[SOLVED] evaluating clusters and graphing

MarcosRL
MarcosRL New Altair Community Member
edited November 5 in Community Q&A
Hi Marius, following the clustering process, now would need to apply metrics to assess the quality of the clusters obtained. Need to apply metrics such as F-Measure, Entropia, Overall Similarity.
Are there operators that support these metrics?
After graphics also need to visualize the clusters or otherwise optimal.
Are there any operator to plot the clusters?
regards
Tagged:

Answers

  • MariusHelf
    MariusHelf New Altair Community Member
    Hi,

    even though I answer most of the posts, this is still a public forum, and I have the faint hope that at some point in the future there will be also others, namely experienced users, who answer other people's question, so no need to address me directly :)

    To answer your last question first: you don't need a special operator to plot any results - just connect the clustered dataset to the process output and use the Plot View or the Advanced Charts to visualize your data. There is a series of blog posts covering the most common standard plotters, and for the advanced charts there is a 60-page document available on our website.
    From the standard plotters, the most interesting one for you is probably the scatter plot.

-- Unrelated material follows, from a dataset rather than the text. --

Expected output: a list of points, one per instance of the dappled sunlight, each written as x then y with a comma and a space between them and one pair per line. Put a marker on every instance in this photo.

    A list of all relevant blog posts is available at the bottom of this post: http://rapid-i.com/component/option,com_myblog/show,The-RapidMiner-Plotters-16-Bars.html/Itemid,172/lang,en/
    A blog introducing the new advanced plotters is located here: http://rapid-i.com/component/option,com_myblog/show,New-Plotters-for-RapidMiner.html/Itemid,172/lang,en/
    The documentation of the advanced charts can be downloaded here: http://docs.rapid-i.com/r/rm-charts-en



    Concerning the evaluation of clusters: there is the group Evaluation / Performance Measurement / Clustering, where you can find relevant operators. The F-Measure can be used only with supervised learning tasks, so its not applicable to clustering, unless you know the "true" cluster of each example beforehand.

    Best regards,
    Marius